The (re)launch of the Brexit Civil Society Alliance brexitcivilsocietyalliance.org has brought together all sorts of organisations to ensure that politicians appreciate the effect that legislative changes, post-Brexit, will have on the vulnerable and voiceless. It is an essential endeavour.
However, are civil society organisations concentrating as heavily as they should on the impact of Brexit on themselves as organisations? After all, if a service provided by a charity fails because of the impact of Brexit, then that will be the most direct form of harm.
This isn't just a question of replacing EU funding. Large businesses are now preparing in haste for Brexit's possible/probable effect on recruitment, taxes, duties and supply chains.

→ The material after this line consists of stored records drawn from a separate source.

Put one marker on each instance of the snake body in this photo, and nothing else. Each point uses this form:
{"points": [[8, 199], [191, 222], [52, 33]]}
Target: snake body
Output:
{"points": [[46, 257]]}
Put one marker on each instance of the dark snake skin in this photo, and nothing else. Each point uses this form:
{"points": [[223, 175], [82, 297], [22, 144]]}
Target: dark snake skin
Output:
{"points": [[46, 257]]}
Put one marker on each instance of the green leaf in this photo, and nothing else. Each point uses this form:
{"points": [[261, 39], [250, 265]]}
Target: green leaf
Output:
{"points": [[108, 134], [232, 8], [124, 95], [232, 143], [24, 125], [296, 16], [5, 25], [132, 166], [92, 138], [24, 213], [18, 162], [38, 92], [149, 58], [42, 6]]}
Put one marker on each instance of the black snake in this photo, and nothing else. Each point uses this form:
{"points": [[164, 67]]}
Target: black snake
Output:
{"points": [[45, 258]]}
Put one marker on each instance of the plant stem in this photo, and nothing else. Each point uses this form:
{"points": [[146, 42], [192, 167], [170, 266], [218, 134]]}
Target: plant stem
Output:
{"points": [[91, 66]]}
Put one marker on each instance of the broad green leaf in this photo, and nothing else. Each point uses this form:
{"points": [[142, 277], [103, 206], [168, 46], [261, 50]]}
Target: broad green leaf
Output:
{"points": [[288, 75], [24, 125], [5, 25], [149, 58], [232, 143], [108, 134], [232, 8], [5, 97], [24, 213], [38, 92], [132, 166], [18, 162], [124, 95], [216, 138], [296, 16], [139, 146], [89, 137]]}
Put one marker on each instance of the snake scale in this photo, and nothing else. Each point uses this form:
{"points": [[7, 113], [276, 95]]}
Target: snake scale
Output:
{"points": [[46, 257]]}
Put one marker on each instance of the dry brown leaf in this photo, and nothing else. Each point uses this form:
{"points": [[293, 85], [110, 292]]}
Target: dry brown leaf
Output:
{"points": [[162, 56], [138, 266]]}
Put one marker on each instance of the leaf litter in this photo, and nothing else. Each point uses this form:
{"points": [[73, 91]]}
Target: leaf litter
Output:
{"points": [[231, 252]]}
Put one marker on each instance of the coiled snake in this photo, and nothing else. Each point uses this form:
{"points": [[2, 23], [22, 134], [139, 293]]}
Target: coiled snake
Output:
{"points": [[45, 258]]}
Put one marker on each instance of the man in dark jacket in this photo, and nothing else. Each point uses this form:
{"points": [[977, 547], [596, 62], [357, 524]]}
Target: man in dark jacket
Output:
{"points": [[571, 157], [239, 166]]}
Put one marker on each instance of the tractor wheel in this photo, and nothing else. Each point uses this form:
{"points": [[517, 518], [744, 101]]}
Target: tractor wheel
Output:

Because a deal with the EU is looking more unlikely each day, they aren't allowing uncertainty to paralyse them - these businesses are working hard now to identify the key risk areas and put mitigating plans in place.
Although civil society is admittedly not exposed as broadly as exporting businesses with long supply chains, the Financial Reporting Council expects that accounts of large organisations will contain statements on Brexit plans and mitigation because of the breadth of the risk.
I wonder how many charities or housing associations can say they have genuinely and deeply explored the biggest Brexit risk areas to their organisations?
“While attention has been paid to the future of business with Brexit, often the human impact and stories are being forgotten. "The Brexit Civil Society Alliance is here to make sure that the concerns, hopes and aspirations of civil society are centre stage as the UK makes its exit from the European Union.”